After a month-long hiatus during Ramadan–when soap operas reign supreme– Lebanese TV has reverted to its default mode of political propaganda broadcasting, known locally as “talk shows.”
Much like the poorly-produced soap operas, the number of actors and scripts are limited. So instead offering anything particularly insightful or useful to the audience–like some substantive ground reporting–we are treated to the same faces of the same pundits employed by the same parties spewing two sides of the same propaganda coin.
And what better way to start this season of discontent than by interviewing supporters of the recent kidnapping of Turkish pilots:
I mean where else can you get a crowd to go on camera and openly support kidnapping?

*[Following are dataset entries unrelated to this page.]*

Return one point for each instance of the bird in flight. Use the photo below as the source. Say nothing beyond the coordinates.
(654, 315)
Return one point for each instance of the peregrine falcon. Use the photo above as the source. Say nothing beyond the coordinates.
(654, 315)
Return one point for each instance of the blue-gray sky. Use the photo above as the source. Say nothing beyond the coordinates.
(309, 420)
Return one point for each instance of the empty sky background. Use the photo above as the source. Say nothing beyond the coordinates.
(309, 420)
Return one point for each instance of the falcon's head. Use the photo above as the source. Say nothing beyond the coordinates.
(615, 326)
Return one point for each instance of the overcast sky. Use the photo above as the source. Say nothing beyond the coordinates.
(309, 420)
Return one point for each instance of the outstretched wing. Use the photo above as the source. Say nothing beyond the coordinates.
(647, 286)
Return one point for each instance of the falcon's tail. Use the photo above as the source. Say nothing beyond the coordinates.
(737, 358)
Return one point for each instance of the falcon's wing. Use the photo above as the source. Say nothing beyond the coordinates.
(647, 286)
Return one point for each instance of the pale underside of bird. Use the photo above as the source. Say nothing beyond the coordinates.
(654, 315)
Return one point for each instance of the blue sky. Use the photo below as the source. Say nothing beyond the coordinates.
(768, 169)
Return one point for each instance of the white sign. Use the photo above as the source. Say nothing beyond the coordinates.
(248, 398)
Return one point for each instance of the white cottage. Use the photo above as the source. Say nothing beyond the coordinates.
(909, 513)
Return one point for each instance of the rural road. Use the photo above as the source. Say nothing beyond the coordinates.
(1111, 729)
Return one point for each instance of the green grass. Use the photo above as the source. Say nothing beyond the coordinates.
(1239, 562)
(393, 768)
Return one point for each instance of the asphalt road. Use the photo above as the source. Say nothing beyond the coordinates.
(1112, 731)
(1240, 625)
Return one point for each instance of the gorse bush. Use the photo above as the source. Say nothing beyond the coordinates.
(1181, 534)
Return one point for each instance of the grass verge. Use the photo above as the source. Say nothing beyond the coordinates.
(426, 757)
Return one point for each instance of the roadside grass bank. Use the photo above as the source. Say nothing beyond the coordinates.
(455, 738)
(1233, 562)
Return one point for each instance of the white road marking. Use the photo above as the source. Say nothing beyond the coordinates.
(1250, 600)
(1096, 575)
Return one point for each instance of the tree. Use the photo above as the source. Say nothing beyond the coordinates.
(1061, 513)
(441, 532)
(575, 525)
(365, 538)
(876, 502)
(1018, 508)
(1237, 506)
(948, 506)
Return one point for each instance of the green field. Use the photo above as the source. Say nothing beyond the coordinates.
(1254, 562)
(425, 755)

Actually this could be a fascinating topic to explore, raising a number of deep post-war issues Lebanese need to reconcile with. But bringing on two guests to play tennis with propaganda will not get us any closer.
Instead of looking at local issues and local decision-makers–such as the limitations of policing, law enforcement and judicial accountability– both guests will earn their paychecks by diverting attention to vague, intangible conspiracies– such as “what they (i.e. Saudi Arabia, Iran, the Sunnis, the Shia, the Christians, the Druze) want Lebanon to be.”
Keeping it vague means zero accountability and zero reporting. Less aggravation for everyone–except the viewer of course, who will turn off his or her television hours later having gained more frustration than knowledge and full of regret over the time wasted.